The rest of the world gets generally gets their exercise by being active intermittently throughout their day. People walk to work, they walk to lunch, they are physically more active at work, they walk to socialize at the end of their day. More and more, Americans tend to drive to and from work, sit at desks all day and then go home and sit some more. These hours and hours of being sedentary are broken up only with short bursts of intense physical activity.
That is not the way we evolved. Our ancestors didn’t sit in a cave for two days and then go outside to run for an hour. In fact, running was very likely something they only did when being chased by something with very large teeth. Our bodies are adapted to be continuously active throughout the day. So, it should come as no surprise that intermittent bursts of high intensity exercise may not overcome the negative effects of prolonged periods of being sedentary.
“Regardless of how much physical activity someone gets, prolonged sedentary time could negatively impact the health of your heart and blood vessels,” said Deborah Rohm Young, Ph.D., director of behavioral research at Kaiser Permanente Southern California in Pasadena and chair of the new scientific statement published in the American Heart Association journal Circulation.
Sedentary behavior is associated with an increased risk of cardiovascular disease, diabetes, insulin resistance and overall mortality. Even people who are very physically fit and exercise on a regular basis are at increased risk if they spend much of the rest of their time sitting. Even vigorous exercise does not make up for 2 days of having been inactive.
The evidence is still evolving but it is becoming increasingly clear that the best exercise prescription should include “sit less, move more”.

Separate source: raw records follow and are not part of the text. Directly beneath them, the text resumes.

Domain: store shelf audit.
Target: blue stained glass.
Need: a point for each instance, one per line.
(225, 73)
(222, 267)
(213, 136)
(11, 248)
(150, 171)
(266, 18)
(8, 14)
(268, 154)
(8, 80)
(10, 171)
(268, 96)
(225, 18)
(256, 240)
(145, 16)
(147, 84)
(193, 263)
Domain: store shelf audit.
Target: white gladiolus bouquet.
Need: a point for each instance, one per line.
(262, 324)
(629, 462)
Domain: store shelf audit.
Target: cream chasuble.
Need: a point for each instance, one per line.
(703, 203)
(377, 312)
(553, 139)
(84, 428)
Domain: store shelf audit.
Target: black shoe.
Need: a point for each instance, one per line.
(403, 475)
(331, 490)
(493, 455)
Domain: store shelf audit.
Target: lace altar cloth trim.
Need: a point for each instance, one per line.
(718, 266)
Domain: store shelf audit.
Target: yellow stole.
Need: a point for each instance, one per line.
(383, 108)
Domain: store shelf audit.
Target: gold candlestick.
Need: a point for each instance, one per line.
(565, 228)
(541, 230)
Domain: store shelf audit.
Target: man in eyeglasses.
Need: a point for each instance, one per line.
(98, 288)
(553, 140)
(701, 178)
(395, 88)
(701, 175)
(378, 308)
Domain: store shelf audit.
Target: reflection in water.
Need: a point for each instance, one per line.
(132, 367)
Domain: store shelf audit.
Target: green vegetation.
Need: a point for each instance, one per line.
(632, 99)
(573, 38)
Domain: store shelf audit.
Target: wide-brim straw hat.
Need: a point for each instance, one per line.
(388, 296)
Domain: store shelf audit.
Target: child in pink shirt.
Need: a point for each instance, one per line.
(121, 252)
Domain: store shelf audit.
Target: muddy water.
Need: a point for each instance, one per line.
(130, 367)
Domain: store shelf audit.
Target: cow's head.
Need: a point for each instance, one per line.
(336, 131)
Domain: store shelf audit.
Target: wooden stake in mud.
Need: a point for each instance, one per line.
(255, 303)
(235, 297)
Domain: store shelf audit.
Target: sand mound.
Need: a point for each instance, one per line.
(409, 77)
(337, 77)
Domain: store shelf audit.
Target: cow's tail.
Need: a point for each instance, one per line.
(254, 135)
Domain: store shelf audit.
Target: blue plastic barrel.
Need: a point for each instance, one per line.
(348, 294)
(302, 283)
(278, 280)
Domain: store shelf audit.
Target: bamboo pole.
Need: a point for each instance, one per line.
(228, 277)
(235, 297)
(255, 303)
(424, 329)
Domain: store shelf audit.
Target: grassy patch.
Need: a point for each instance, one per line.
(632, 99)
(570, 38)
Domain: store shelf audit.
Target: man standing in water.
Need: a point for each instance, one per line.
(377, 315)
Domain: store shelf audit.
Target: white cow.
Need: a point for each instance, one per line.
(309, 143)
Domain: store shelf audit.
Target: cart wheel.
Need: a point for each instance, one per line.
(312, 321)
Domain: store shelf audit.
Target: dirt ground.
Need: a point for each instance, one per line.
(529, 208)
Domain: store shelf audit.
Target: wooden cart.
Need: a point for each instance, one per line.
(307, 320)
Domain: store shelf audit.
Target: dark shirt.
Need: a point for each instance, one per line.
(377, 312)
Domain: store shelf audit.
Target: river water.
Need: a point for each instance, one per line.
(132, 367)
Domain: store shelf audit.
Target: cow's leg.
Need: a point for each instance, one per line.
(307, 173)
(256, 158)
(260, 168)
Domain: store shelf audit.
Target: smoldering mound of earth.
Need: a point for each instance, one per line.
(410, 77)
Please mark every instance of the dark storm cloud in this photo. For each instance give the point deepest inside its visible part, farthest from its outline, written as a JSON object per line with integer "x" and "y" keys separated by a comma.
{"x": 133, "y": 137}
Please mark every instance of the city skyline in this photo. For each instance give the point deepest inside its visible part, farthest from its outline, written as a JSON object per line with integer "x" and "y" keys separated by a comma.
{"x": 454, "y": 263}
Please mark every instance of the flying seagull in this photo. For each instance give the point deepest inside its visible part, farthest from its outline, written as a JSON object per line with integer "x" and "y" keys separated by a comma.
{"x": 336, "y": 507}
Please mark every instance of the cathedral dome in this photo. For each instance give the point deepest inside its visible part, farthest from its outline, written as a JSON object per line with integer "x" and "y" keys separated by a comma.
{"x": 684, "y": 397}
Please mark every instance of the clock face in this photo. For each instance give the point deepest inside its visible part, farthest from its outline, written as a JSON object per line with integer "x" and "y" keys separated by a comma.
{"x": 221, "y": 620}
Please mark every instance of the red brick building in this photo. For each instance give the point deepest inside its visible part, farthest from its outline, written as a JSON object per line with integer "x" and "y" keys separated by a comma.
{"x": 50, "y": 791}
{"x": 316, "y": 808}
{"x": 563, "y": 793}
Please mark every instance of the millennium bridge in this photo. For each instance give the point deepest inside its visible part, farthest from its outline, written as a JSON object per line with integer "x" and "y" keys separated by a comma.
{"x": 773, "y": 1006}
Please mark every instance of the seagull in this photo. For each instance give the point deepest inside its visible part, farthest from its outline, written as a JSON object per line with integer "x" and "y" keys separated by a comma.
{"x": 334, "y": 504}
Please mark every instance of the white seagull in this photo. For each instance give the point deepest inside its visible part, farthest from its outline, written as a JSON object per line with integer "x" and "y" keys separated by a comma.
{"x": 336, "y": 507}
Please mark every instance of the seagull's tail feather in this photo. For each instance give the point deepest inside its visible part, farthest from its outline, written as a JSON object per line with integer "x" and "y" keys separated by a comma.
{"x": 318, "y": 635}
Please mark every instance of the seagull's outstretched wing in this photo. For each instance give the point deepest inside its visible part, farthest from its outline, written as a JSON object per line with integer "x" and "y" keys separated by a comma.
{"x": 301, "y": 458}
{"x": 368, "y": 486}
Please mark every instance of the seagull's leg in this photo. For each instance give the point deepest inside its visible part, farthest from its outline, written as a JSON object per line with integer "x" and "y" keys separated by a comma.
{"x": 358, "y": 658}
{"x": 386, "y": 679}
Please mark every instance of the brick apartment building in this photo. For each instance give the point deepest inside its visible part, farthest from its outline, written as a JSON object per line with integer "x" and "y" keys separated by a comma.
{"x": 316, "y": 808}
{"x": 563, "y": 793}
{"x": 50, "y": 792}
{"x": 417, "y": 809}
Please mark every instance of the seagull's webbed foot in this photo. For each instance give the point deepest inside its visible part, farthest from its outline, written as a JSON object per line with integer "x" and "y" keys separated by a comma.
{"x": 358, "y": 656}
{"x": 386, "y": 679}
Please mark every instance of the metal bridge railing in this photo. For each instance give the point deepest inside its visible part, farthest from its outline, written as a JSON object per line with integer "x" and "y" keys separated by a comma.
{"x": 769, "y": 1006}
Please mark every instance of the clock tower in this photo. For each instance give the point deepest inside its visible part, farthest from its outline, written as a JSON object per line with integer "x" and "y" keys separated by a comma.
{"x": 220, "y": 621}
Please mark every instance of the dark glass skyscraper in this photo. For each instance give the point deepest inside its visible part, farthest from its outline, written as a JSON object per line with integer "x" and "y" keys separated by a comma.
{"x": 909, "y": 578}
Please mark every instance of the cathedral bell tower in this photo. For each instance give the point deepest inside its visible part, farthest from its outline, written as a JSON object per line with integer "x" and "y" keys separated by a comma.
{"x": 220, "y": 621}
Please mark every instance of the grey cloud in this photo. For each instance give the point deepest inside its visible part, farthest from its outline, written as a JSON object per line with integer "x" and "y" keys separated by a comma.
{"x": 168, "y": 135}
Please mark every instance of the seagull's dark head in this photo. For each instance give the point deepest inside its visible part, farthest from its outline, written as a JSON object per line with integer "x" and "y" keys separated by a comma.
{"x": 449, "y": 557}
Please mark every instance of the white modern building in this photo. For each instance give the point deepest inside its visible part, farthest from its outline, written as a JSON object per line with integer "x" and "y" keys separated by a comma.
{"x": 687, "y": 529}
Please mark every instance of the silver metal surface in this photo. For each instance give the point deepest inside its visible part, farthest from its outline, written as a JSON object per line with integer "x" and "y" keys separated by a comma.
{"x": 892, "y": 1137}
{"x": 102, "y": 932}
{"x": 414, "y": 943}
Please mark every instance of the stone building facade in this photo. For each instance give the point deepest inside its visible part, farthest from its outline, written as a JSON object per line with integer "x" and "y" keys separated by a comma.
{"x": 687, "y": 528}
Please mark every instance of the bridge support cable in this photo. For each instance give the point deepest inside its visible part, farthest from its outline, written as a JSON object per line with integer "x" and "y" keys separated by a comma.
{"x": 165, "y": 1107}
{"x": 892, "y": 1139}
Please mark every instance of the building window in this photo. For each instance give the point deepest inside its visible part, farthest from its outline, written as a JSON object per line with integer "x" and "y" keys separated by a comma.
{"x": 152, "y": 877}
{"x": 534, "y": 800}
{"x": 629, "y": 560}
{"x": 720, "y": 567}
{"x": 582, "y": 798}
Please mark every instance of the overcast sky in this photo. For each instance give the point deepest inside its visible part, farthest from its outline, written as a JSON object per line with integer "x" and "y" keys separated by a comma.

Busy work schedules are often an obstacle to starting a regular exercise program. It is just too hard to commit to a schedule of doing an hour of exercise 3 days per week. It may turn out to be that it is far healthier not to even try to find that time. Instead, do small increments of exercise scattered throughout your day. Take multiple 5 minute breaks and get out of your chair. Do a couple of quick sprints up a couple flights of stairs. Keep some resistance bands in your desk drawer and do 5-minute resistance training drills such as bicep curls, shoulder presses, leg extensions, squats, etc. You don’t need to drive to a gym, change your clothes or shower. You can fit your exercises into commercial breaks while watching TV in the evenings, too. Standing at your desk can help, too.
Most experts recommend a minimum of 150 minutes of physical activity per week. Instead of cramming that into an hour at a time, try doing a half dozen 5 minute breaks throughout your workday. Not only is it far easier to fit into your busy schedule, you will likely find it refreshes your brain and breaks up your day. And, it is very likely going to have a much bigger benefit for your health.